Further, we do not find that the State had an obligation to bring the appellee to trial while she was incarcerated in Jefferson Parish once the prescription period was interrupted when appellee failed to appear in court. See State v. Williams, 2011–1231, pp. 6–7 (La.App. 4 Cir. 5/23/12), 95 So.3d 554, 558, (whereby this Court held that the State is under no obligation to locate a defendant who was subsequently incarcerated in another parish once the prescriptive period has been interrupted by record proof of actual notice.)

McQuirter, 2012-0486, pp. 9-10, 108 So.3d at 375-76. The Court therefore reversed the judgment of the trial court, which had granted the motion to quash. Id. at pp. 9-10, 108 So.3d at 375-76.

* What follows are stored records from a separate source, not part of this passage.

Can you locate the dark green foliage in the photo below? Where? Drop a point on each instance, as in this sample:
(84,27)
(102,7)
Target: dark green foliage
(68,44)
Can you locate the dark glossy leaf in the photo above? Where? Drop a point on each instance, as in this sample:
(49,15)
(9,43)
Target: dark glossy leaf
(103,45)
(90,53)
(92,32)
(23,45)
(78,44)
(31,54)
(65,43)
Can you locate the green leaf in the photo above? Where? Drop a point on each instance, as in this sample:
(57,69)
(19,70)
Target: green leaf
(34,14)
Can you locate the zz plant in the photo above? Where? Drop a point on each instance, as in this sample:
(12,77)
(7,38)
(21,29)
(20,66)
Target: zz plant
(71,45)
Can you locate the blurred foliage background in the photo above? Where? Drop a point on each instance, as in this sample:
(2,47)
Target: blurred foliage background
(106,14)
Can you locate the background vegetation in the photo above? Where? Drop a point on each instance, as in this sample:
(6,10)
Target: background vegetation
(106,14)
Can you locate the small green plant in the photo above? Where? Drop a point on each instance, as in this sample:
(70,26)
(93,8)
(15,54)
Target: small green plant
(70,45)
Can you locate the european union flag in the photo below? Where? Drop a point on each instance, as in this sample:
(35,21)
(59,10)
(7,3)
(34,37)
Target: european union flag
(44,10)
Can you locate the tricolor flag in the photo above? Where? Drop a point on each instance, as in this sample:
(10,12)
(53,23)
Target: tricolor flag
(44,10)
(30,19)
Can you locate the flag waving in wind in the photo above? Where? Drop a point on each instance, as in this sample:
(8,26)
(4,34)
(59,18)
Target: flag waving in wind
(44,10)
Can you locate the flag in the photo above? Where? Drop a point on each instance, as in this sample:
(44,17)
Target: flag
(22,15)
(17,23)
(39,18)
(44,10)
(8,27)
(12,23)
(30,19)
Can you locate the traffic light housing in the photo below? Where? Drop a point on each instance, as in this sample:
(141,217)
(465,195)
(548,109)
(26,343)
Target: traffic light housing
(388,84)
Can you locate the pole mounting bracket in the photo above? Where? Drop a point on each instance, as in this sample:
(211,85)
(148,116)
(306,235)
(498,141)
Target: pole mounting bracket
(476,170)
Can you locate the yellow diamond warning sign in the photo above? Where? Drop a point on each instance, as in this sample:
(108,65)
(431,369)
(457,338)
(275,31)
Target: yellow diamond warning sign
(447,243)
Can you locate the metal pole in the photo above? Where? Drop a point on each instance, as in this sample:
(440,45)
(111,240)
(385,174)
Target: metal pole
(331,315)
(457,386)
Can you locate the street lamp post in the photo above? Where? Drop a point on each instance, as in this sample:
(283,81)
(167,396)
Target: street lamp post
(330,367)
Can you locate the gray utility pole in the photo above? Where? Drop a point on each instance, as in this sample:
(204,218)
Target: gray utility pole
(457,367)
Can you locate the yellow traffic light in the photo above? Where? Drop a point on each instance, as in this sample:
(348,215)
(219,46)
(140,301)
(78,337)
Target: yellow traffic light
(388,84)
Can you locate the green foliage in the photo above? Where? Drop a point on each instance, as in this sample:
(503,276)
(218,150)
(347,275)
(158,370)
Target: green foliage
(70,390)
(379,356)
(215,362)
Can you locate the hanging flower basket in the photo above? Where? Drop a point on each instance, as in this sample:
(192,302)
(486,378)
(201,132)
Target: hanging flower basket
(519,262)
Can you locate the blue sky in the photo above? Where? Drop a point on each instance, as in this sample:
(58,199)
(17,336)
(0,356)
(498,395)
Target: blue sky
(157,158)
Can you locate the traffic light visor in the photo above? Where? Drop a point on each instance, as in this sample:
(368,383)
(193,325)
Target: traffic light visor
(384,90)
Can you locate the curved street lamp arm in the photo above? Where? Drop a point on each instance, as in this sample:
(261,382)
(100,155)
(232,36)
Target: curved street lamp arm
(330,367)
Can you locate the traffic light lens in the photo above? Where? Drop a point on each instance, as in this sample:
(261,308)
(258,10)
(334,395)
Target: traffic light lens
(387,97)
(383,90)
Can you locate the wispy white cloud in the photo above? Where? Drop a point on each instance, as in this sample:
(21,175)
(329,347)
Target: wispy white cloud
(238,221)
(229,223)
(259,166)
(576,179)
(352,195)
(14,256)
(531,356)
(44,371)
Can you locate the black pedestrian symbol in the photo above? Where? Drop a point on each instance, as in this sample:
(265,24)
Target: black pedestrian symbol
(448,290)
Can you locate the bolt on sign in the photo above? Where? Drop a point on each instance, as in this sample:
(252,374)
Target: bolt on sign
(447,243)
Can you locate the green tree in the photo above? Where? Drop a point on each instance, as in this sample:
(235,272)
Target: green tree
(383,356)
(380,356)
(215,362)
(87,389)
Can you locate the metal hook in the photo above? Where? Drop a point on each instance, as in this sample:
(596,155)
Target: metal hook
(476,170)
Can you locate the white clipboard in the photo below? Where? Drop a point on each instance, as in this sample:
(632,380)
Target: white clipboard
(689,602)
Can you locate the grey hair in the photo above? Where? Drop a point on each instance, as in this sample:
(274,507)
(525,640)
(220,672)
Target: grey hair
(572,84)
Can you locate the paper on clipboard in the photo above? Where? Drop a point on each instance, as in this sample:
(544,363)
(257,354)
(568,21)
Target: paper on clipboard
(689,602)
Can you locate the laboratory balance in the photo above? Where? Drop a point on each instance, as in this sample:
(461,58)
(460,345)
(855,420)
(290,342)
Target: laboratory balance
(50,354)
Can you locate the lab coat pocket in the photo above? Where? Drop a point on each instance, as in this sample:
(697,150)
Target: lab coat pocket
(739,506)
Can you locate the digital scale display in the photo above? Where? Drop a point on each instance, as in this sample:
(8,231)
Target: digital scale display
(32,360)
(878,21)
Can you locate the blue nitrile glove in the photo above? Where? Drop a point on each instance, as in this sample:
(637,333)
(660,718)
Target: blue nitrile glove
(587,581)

In the case sub judice, the record reveals that Defendant was charged by bill of information on August 20, 2011, and therefore the State had to proceed to trial no later than August 20, 2013. See La. C.Cr.P. art. 578 (A)(2). The time period set forth in La. C.Cr. P. art. 578 (A)(2) is interrupted if "the defendant fails to appear at any proceeding pursuant to actual notice, proof of which appears in the record." La.C.Cr.P. art. 579(A)(3). The record reveals that Defendant had actual notice at the October 13, 2011 hearing that he was to appear on October 31, 2011, and failed to do so, triggering the issuance of a capias for his arrest. Based upon the aforementioned jurisprudence, although the State learned of Defendant's incarceration in Florida as early as October 2011, the State had no affirmative duty to monitor the status of the outstanding arrest warrant issued for Defendant. Thus, the running of the limitation period commenced to "run anew" once the cause of the interruption no longer existed[5] and prescription was interrupted until Defendant reappeared in court on July 23, 2014, and the trial court recalled the alias capias. Accordingly, I would reverse the ruling of the trial court granting Defendant's motion to quash and remand the case for further proceedings.